We’ve all heard the myth and seen the statistics. The number of heart-related deaths is believed to spike over the holidays. More exactly, over Christmas.
Previous studies carried out in the United States have quite proven the theory. But a reason is as yet still unknown. Some have gone to blame the cold seasonal weather.
New Zealand-based scientists have, as such, undertaken a new study. The Christmas cardiac death effect was measured for another part of the world, a warmer one.
Research results were released earlier this week. The study was published on December 22 in the Journal of the American Heart Association.
It was titled as follows. “Revisiting the “Christmas Holiday Effect” in the Southern Hemisphere”. University of Melbourne researchers proceeded to study the “Christmas Holiday Effect”.
The Christmas Holiday Effect targets the December 25 – January 7 holiday season. Heart attacks and other heart condition-related death rates were seen to spike in the said period.
This New Zealand study sought to determine the seasonality effect in the holiday effect. The nation was chosen due to its different seasonal period. In New Zealand, located in the Southern Hemisphere, Christmas falls during the summer months.
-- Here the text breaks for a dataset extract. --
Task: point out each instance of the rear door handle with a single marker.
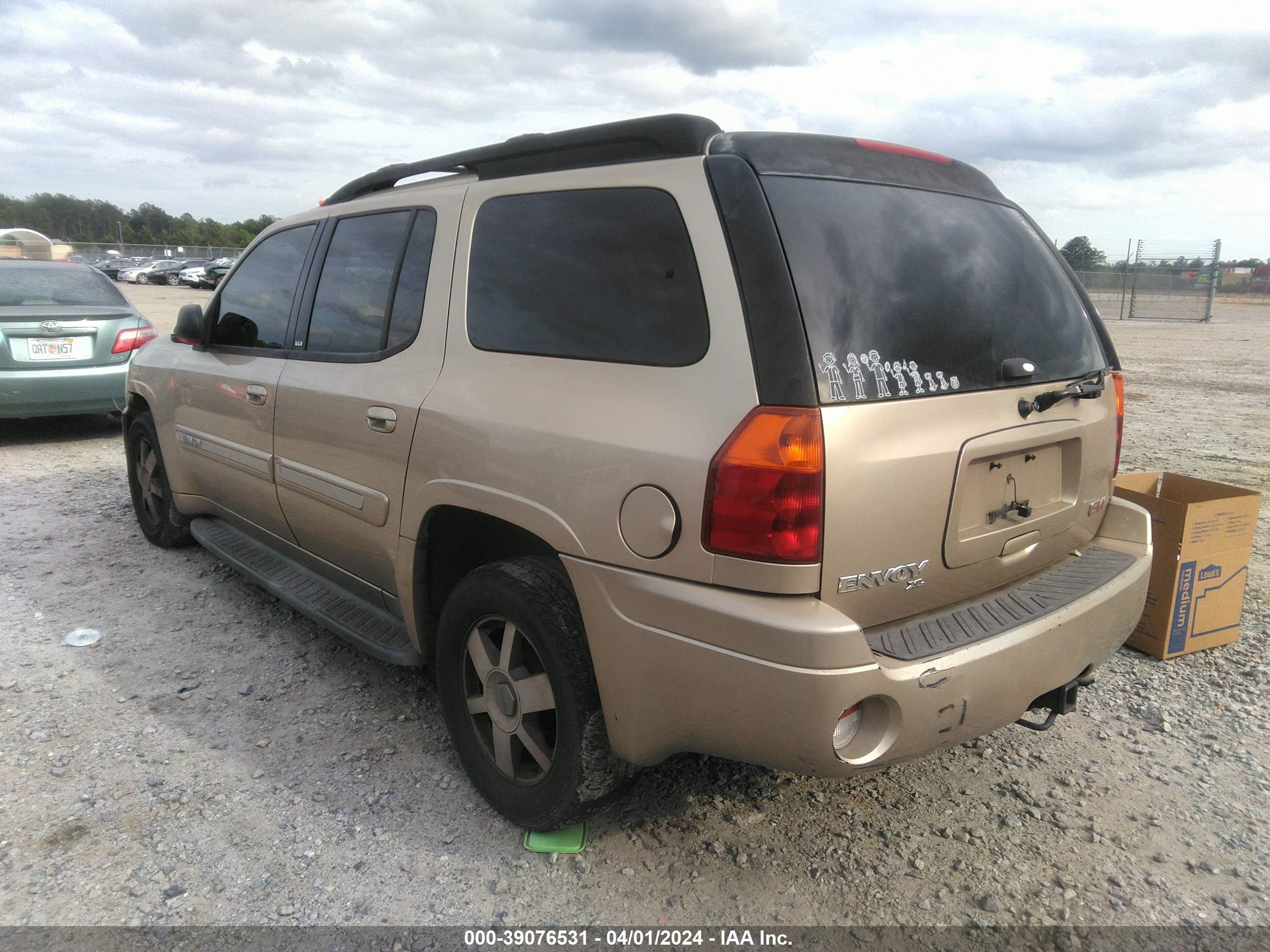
(381, 419)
The study was based on 25 years of data death. It targeted the 1988 up to 2013 period. An average, “expected” number of deaths was estimated for every day of the year.
This daily death number was then compared to the Christmas-period mortality rates. Heart attacks and cardiac events, in general, were observed to increase during the period.
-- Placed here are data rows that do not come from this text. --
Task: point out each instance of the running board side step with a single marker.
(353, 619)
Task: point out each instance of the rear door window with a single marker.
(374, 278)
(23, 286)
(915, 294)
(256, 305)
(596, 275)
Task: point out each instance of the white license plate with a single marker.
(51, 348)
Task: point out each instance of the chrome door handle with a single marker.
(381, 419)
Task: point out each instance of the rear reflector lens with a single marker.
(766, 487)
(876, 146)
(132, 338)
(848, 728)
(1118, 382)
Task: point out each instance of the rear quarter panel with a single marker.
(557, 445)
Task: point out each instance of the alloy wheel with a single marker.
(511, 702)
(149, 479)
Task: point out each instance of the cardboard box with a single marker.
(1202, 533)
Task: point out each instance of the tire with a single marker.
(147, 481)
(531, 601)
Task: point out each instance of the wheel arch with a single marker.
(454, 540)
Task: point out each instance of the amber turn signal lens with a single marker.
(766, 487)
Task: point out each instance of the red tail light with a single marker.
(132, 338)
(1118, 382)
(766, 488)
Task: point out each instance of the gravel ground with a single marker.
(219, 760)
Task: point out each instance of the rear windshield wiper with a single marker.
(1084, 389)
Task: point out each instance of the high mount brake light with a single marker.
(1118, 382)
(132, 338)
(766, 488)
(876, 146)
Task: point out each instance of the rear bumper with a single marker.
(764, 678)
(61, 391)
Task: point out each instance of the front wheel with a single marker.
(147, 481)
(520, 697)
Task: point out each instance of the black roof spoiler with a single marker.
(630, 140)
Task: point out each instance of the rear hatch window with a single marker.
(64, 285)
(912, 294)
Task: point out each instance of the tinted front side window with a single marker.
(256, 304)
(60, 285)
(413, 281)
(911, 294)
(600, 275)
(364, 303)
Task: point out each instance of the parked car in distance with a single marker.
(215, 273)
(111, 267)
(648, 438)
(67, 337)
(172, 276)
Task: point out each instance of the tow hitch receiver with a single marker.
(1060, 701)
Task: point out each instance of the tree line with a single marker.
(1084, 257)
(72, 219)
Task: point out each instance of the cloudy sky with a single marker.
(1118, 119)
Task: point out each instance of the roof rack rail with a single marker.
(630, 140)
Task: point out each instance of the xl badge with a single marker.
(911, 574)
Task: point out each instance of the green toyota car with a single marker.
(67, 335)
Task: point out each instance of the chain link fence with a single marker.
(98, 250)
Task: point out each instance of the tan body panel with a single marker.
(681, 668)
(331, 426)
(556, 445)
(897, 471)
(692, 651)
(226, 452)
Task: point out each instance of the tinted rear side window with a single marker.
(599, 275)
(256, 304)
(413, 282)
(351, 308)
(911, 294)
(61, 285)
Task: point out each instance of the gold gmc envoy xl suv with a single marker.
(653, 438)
As such, mortality deaths go up by 4 percent during the holiday. This translates to 4 additional deaths per day. As compared to the rest of the year, the average age was also seen to drop.
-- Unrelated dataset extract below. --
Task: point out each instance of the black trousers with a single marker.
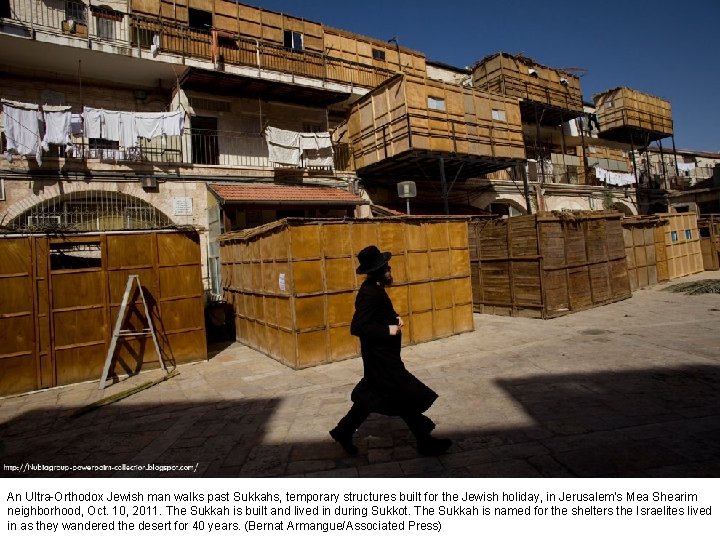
(419, 424)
Research noted that people were, a medium 1 year younger. Their age was compared to the usual, rest of the year, cardiac deaths statistics.
The New Zealand death aligned with the previous United States research results. Back in 2004, a team of American researchers also carried out such a study.
Mortal heart attacks and other related events death rates were analyzed. In the United States, the Christmas effect accounts for almost 5 percent more cardiac events related deaths.
The U.S. research was published in the Circulation journal, Volume 110, Issue 25. It also sought to determine the seasonal/climatic factors.
An exact cause for the rising rates of heart attacks is yet to be determined. Climatic factors had led to a theory. This claimed that winter temperatures could potentially put an extra strain on the cord.
Others potentially blamed seasonal travel and schedules. These, just as the rich meals, are believed to cause a strenuous cord activity. Extra emotional stress and increased alcoholic drink consumptions were also included on this list.
Previous research on the, however, underlined two most possible explanations. One is related to medical care. Some suggest that people do not seek medical attention as they usually would due to the period. Travelling and the new surroundings are believed to account as factors.
The second possibility is somewhat more disputed. It revolves around the “displacement of death”. This suggests that people can try to delay or speed up their death. Sheer will is held accountable for such an event.
Josh Knight, the study lead, offered some comments. He stated that the displacement of death has been both confirmed and refuted. However, it still remains a possible explanation for the increased holiday heart attacks rates.
Knight is a University of Melbourne Centre for Health Policy researcher. More research will be needed in order to determine the exact factors of the spike.
The New Zealand study has similar theories. Alcohol consumption rates, dietary habits, and stress are also amongst the most vehiculated causes.